You could also make the caller responsible for providing all fields of a language in a single setter. Make sure PageLocale is readonly so no outside sources could change this object (or return a clone of the object):
use PrinsFrank\Standards\Language\LanguageAlpha2;
final class Page implements EntityInterface
{
private PageIdentifier $id;
private PageLocaleMap $locales;
public function __construct(
private LanguageAlpha2 $fallbackLocale,
PageLocale $fallbackPage
) {
$this->locales = new PageLocaleMap([
$fallbackLocale->value => $fallbackPage
]);
$this->id = PageIdentifier::createRandom();
}
public function getId(): PageIdentifier
{
return $this->id;
}
public function getLocaleFields(?LanguageAlpha2 $locale = null): PageLocale
{
$locale ??= $this->fallbackLocale;
return clone $this->locales[$locale->value];
}
public function setLocaleFields(?LanguageAlpha2 $locale = null, PageLocale $pageContents): Page
{
$locale ??= $this->fallbackLocale;
$this->locales[$locale->value] = clone $pageContents;
return $this;
}
}
This better preserves the aggregate's invariants because translations are updated as a single object. The biggest difference is whether you want a partial translation or not. With this setting the PageLocale class determines whether all fields are required or not.
Choose this when:
- translations are inseparable
- all languages represent the same business concept
- updates should remain consistent
- fallback behavior belongs to the domain
DDD and multi-language support in Apie
In my library Apie the above examples will work: make setters with more than one argument. Only the last setter argument is used for setting a value; the rest of the arguments is considered to add context: for example being logged in or which language you picked.

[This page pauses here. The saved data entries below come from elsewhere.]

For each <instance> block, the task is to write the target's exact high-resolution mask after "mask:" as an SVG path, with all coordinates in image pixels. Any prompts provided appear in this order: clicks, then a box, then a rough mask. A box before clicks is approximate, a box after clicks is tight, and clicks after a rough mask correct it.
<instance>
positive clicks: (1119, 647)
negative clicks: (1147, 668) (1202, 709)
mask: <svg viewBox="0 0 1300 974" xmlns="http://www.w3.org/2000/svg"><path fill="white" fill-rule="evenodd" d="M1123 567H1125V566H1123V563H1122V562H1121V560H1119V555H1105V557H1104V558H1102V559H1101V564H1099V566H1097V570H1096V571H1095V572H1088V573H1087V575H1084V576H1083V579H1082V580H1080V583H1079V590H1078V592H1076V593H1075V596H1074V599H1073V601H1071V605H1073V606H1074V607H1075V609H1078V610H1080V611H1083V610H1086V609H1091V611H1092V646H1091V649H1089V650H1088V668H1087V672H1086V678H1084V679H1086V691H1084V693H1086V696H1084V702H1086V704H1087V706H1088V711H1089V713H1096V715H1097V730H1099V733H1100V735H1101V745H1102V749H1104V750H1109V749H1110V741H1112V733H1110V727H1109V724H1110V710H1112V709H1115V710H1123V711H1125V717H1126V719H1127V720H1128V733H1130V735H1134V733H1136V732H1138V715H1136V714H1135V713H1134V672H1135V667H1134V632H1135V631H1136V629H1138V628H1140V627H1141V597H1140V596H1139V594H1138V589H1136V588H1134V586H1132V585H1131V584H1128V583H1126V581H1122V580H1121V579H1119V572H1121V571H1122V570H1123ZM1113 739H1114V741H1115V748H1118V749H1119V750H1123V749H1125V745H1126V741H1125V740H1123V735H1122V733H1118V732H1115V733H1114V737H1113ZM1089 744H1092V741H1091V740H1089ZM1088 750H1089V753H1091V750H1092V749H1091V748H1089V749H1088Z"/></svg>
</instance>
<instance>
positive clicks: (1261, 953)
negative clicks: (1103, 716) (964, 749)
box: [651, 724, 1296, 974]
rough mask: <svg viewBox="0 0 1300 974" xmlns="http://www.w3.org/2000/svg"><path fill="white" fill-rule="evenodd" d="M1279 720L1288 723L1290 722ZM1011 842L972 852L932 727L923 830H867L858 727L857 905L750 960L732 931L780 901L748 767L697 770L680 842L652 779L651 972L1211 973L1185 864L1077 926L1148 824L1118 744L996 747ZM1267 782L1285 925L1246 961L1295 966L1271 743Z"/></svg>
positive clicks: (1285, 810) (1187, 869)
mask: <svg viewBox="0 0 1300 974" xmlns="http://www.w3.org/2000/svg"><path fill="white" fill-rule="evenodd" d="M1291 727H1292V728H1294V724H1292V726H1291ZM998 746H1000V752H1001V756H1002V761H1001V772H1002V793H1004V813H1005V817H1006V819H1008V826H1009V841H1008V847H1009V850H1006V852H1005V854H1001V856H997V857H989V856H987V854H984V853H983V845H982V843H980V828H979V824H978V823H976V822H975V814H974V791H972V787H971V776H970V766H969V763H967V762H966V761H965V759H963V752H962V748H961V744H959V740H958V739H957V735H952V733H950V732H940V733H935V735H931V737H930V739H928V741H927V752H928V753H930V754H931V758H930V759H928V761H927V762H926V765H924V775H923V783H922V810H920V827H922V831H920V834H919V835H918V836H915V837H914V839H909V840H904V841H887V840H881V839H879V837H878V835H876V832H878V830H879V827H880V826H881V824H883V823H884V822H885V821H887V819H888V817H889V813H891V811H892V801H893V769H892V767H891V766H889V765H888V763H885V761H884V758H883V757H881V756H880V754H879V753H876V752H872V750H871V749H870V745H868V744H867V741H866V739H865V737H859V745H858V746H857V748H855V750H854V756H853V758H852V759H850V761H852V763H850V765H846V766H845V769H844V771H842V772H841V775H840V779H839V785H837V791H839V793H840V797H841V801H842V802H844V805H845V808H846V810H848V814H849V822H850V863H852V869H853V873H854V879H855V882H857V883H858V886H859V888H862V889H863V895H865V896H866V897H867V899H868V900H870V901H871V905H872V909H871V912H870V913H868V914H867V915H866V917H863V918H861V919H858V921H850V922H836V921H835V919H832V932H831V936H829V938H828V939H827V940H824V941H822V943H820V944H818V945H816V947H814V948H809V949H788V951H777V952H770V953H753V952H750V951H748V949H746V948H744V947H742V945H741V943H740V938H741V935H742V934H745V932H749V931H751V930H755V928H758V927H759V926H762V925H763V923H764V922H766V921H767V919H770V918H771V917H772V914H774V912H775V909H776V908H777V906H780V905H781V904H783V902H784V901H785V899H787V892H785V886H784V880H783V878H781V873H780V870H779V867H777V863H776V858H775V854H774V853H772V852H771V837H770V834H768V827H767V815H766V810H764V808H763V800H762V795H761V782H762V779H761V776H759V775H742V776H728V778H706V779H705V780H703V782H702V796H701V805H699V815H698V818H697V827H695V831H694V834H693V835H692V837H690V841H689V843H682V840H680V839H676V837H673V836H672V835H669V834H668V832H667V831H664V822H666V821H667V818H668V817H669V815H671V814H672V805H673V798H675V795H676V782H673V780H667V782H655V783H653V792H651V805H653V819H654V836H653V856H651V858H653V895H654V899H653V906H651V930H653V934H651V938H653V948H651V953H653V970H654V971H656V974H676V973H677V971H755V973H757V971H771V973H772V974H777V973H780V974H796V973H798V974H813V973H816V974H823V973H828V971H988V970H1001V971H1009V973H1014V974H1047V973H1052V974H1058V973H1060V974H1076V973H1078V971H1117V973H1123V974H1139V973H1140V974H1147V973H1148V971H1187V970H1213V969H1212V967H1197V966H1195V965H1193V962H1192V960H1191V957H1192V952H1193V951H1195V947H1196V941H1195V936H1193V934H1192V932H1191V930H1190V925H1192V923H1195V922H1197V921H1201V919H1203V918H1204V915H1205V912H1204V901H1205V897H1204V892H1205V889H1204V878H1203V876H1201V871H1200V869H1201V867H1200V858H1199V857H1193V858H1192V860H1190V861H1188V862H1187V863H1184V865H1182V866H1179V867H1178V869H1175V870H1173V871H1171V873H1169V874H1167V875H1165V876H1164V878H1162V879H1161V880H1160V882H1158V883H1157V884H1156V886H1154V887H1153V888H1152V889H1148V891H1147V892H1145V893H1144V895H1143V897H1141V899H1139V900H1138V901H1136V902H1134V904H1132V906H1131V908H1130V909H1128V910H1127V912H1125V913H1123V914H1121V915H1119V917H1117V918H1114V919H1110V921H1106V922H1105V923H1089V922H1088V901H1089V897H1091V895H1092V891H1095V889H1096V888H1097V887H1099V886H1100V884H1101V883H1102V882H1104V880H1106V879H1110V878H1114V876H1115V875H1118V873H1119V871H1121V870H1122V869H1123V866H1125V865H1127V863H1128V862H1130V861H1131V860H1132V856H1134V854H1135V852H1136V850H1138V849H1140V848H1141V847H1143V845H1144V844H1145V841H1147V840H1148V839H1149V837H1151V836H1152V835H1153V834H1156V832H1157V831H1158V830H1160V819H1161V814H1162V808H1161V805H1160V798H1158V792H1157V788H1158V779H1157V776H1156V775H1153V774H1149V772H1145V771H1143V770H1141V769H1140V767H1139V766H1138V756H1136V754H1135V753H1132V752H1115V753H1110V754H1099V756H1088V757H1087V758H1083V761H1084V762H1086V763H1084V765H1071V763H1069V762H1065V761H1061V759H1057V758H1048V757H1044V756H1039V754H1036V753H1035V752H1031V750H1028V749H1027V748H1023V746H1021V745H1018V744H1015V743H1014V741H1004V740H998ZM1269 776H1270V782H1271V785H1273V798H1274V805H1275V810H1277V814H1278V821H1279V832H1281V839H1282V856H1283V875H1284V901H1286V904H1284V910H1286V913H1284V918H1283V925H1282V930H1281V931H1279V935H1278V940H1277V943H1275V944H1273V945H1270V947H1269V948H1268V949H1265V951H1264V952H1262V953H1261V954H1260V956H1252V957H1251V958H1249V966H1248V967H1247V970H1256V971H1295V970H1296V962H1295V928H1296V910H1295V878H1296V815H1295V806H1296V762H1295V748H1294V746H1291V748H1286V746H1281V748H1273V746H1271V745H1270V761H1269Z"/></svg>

You could also make a call using the Content-Language or Accept-Language header either by renaming $locale to $dataLocale or $acceptLocale or by adding a #[Context] attribute to pick the correct one. That is not something a framework provides.
Conclusion
So the conclusion is that if you are multi-language and want to work with domain objects your domain object determines how the object is multi-language. Do you have an object per translation or do you make a big root aggregate with all the translations stored encapsulated? And do you need to provide all fields for every translation or is it ok to display some fields in the default fallback translation.
Multi-language support is often treated as a persistence or UI concern. In DDD, it's a modeling decision. Before choosing database tables or localization libraries, decide what your domain considers to be the identity of a translated object. Everything else follows from that.